Não é possível que V. Exas. que assistem aos Cortejos das
Queimas das Fitas, ou do "Enterro da Gata" no caso, tenham a ousadia de
pensar que aquela quantidade enorme de Jovens é toda um bando de "gente
que não sabe o que faz", ou que "é maluca para andar naquelas coisas a
ser humilhada", ou mesmo para chorar copiosamente abraçados uns aos
outros e aos seus doutores no final de cada cortejo.
Eles choram
Sr. Dr. porque sabem que são um. Eles choram Sr. Dr. porque sabem que as
atenções e o carinho que durante um ano receberam dos mais velhos acaba
naquele momento. Eles choram Sr. Dr. porque não têm a certeza se serão
capazes de dar aos outros o que a eles foi dado. Eles choram Sr. Dr.
porque não são Veteranos, se o fossem tinham a certeza que Tradição
Académica é Vida e Paixão" e que aquelas lágrimas já são uma primeira
demonstração da sua Paixão.
Mas sabe, Sr. Dr. a Tradição Académica
tem um enorme problema para resolver. É que cada vez existem mais
académicos e cada vez se torna mais dificil ensinar a viver e sentir o
que é "Ser Académico". Eu já ensinei algumas gerações, agora tenho
reparado como ensinam a minha fillha, e devo-lhe dizer que sinto um
enorme Orgulho em ver a minha filha de "Capa e Batina" a receber
caloiros, e de a ver na Tuna Académica, outro elemento das Tradições
Académicas que V. Exas. infelizmente só se lembram quando vos dá jeito.
Sabe, Sr.
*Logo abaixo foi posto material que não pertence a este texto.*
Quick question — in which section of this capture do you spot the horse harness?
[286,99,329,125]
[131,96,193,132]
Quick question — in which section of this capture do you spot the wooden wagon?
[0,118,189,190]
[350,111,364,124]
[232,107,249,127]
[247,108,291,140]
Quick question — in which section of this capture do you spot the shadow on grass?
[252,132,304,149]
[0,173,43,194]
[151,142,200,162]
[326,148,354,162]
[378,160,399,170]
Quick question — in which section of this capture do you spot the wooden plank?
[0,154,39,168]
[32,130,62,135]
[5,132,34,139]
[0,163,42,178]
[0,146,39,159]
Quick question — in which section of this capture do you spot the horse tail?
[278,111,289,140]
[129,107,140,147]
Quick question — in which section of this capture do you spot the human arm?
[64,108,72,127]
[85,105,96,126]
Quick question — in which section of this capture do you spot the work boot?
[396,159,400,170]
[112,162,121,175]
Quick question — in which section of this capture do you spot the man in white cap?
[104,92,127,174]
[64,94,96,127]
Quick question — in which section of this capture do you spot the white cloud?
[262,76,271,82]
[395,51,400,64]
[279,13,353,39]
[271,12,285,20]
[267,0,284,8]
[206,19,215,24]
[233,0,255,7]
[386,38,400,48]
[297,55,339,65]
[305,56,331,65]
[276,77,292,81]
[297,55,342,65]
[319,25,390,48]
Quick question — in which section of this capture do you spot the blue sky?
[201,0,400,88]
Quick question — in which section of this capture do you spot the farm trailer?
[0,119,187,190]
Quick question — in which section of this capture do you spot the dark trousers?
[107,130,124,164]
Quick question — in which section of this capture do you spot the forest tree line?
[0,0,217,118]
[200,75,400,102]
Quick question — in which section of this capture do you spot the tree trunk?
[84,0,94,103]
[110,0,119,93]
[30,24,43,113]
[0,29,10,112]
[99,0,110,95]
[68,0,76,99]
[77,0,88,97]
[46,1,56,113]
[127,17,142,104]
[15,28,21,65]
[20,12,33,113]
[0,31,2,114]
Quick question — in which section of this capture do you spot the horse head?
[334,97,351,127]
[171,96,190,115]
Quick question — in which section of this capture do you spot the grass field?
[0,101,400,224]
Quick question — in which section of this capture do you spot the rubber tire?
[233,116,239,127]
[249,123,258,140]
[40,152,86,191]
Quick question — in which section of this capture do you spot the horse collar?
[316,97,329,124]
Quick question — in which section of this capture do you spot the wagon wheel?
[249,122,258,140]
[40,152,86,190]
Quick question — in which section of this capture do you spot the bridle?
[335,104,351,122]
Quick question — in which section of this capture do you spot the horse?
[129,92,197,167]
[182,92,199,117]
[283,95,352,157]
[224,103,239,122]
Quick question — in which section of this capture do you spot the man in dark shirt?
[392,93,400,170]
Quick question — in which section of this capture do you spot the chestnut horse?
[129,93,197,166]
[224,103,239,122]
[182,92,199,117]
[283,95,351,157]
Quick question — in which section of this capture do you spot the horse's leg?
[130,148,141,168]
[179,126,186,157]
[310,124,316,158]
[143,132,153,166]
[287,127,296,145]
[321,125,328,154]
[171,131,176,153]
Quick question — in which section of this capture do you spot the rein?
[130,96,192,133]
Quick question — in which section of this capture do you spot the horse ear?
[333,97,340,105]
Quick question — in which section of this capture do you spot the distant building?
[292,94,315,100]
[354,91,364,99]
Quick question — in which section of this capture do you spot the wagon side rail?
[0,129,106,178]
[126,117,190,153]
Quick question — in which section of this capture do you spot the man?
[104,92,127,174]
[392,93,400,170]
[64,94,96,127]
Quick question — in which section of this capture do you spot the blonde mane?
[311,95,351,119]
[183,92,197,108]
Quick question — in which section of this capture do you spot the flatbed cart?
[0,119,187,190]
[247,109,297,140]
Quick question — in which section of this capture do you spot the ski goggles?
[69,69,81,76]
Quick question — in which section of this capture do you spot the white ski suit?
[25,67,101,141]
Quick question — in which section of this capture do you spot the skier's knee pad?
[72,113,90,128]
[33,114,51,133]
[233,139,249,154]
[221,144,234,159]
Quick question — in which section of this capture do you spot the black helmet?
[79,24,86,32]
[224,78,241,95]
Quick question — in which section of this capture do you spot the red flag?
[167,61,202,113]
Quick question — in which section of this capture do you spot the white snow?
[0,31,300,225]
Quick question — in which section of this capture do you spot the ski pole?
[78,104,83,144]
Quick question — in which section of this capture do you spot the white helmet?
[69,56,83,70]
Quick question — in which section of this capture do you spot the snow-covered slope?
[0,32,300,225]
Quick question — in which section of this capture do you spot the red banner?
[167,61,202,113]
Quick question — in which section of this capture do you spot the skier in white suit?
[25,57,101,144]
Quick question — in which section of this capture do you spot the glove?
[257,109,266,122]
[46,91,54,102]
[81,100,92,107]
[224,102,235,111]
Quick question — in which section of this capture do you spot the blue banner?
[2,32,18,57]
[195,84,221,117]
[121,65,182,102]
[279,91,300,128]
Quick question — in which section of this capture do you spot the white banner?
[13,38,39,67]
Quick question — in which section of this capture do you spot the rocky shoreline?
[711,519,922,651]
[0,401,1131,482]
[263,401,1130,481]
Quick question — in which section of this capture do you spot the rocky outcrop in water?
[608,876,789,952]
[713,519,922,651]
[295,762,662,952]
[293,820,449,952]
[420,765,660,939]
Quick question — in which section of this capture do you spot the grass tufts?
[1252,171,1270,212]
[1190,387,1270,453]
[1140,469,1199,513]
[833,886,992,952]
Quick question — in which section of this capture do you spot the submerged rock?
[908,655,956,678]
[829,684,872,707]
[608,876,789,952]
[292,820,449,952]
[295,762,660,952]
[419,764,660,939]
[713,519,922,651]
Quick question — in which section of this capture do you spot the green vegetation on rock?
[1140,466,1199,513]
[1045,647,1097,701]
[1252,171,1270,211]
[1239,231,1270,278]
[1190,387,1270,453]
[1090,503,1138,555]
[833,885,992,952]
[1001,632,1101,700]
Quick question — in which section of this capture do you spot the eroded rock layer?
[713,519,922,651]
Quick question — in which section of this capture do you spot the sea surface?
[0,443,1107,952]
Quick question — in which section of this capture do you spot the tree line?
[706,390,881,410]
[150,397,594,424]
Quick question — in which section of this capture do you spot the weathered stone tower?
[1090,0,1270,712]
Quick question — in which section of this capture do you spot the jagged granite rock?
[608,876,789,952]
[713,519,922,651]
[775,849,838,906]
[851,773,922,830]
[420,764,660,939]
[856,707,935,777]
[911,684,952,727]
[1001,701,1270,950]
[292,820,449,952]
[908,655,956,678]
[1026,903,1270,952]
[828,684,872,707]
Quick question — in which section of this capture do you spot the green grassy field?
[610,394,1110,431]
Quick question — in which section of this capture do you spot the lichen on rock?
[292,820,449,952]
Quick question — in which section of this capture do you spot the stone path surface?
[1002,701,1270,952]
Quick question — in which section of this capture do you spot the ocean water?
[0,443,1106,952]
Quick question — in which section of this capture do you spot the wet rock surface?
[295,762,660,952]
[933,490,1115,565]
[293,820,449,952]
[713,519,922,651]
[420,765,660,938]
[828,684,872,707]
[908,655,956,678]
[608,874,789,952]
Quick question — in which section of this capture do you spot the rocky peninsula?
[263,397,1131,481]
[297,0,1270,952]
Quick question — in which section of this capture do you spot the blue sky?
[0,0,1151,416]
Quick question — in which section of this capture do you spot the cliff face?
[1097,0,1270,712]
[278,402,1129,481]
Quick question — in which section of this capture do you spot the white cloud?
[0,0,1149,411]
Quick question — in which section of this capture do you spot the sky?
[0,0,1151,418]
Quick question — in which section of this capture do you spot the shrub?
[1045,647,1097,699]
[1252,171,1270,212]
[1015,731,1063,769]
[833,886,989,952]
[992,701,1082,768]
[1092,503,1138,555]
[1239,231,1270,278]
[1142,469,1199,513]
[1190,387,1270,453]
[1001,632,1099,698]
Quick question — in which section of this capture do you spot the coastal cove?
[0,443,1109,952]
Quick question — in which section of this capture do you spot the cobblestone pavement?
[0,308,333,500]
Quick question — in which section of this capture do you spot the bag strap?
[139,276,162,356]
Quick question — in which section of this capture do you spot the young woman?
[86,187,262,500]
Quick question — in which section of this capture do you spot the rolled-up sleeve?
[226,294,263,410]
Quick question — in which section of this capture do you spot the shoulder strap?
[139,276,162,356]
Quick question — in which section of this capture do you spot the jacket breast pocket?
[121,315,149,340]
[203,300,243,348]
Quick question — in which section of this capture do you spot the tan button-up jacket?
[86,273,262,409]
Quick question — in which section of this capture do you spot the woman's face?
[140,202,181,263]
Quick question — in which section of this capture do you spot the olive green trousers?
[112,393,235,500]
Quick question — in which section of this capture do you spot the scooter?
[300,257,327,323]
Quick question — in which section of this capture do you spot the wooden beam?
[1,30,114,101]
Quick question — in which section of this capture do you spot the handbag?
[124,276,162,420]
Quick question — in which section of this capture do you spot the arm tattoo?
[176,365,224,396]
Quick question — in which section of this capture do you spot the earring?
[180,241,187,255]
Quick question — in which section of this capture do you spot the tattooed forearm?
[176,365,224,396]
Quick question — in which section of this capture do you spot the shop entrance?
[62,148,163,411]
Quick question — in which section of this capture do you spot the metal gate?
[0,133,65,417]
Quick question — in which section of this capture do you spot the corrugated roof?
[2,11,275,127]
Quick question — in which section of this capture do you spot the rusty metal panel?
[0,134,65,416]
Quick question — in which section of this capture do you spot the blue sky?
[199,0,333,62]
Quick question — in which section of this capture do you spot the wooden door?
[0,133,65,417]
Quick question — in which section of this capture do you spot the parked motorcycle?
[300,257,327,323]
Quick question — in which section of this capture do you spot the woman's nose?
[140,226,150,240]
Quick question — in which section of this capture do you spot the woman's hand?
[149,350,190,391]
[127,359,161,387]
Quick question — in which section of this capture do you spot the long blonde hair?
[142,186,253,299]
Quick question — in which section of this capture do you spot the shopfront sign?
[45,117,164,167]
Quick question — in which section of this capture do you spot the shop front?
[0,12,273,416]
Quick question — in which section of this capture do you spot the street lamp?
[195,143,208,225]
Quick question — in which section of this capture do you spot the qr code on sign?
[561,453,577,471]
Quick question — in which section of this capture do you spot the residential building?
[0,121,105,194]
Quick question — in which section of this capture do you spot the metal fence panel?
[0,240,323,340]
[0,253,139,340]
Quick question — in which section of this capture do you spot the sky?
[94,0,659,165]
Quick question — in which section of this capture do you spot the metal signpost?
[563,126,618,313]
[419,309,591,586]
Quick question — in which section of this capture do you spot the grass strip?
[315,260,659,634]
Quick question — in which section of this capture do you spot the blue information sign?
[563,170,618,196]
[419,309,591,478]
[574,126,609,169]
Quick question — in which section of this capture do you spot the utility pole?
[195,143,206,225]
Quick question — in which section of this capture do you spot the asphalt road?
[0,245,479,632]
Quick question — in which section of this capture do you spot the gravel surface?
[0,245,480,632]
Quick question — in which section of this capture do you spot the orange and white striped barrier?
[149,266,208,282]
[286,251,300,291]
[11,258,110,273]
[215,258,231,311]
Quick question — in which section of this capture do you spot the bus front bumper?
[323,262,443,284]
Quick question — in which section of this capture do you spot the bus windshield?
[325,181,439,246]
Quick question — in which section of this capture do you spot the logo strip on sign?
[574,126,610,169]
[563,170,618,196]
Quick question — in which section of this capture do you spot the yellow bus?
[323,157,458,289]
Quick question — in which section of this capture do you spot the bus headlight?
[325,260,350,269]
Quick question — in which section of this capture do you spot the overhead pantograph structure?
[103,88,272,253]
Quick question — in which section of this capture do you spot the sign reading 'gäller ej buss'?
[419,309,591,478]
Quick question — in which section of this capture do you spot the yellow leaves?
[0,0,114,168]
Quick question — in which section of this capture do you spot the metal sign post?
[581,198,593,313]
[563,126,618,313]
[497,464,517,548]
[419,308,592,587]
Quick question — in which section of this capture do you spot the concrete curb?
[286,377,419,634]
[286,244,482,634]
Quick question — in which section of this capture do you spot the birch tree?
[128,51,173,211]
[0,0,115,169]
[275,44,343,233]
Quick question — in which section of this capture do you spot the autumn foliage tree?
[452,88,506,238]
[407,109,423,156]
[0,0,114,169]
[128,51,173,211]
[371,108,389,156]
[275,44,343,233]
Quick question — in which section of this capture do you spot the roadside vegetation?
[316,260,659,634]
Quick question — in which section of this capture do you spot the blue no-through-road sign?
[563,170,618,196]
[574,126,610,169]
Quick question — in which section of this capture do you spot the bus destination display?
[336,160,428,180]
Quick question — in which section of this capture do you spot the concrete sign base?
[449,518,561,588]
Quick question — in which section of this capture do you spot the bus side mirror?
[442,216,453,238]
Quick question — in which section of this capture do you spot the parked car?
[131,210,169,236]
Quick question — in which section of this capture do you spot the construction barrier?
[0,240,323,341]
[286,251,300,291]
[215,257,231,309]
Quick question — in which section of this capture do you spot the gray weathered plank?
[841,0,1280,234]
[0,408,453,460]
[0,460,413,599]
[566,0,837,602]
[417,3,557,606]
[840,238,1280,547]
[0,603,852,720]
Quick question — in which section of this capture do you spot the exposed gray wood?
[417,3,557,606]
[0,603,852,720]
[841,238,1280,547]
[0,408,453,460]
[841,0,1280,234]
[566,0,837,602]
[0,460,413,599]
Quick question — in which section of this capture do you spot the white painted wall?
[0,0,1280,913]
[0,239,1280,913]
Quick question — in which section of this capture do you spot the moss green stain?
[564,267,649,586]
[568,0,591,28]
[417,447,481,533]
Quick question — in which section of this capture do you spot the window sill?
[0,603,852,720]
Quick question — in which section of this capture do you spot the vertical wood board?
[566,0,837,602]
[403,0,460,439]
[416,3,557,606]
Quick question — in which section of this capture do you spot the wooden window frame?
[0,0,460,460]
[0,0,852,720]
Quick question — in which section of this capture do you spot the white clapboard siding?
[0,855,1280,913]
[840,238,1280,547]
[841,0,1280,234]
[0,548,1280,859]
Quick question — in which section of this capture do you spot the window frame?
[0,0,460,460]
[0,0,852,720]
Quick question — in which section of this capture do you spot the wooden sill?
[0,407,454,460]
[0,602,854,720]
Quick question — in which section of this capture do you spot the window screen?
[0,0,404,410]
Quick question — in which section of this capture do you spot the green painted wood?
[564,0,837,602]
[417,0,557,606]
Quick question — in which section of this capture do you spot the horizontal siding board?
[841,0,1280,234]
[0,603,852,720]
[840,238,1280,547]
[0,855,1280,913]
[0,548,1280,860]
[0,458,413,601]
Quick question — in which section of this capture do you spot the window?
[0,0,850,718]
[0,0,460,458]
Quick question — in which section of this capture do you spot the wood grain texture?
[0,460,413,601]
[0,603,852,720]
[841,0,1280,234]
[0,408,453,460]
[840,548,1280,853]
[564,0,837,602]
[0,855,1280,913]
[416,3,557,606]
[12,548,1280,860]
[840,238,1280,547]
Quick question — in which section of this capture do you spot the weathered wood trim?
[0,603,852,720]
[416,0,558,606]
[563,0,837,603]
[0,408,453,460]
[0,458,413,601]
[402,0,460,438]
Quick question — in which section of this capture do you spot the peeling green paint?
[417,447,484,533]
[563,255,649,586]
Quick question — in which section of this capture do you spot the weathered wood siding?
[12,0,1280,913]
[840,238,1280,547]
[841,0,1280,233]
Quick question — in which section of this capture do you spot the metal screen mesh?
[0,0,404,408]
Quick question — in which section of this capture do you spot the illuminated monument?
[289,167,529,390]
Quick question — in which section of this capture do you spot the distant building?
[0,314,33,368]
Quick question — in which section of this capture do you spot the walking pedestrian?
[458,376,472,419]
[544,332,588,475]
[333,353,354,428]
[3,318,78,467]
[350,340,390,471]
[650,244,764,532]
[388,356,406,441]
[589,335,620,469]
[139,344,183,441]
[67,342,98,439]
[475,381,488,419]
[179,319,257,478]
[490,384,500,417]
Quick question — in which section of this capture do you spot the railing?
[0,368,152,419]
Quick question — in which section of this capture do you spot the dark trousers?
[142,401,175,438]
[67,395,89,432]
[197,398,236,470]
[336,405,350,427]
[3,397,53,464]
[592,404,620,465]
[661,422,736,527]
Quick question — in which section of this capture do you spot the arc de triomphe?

Dr. sigo com olhar atento e de "veterano" as praxes que lhe
fizeram e devo afirmar-lhe que estou imensamente grato aos "doutores e
veteranos" que a ensinaram porque consigo ver nos olhos dela não a minha
paixão, porque essa é muito minha, mas a paixão que ela tem pela mesma
Tradição que o Pai tanto defendeu, defende e defenderá sempre que
necessário.
Finalizando gostaria de lhe dizer que no "Dura Praxis
Sed Praxis" sempre esteve incluído o seu "Utilis Praxis Sed Praxis" é
necessário é que se esteja mais Atento.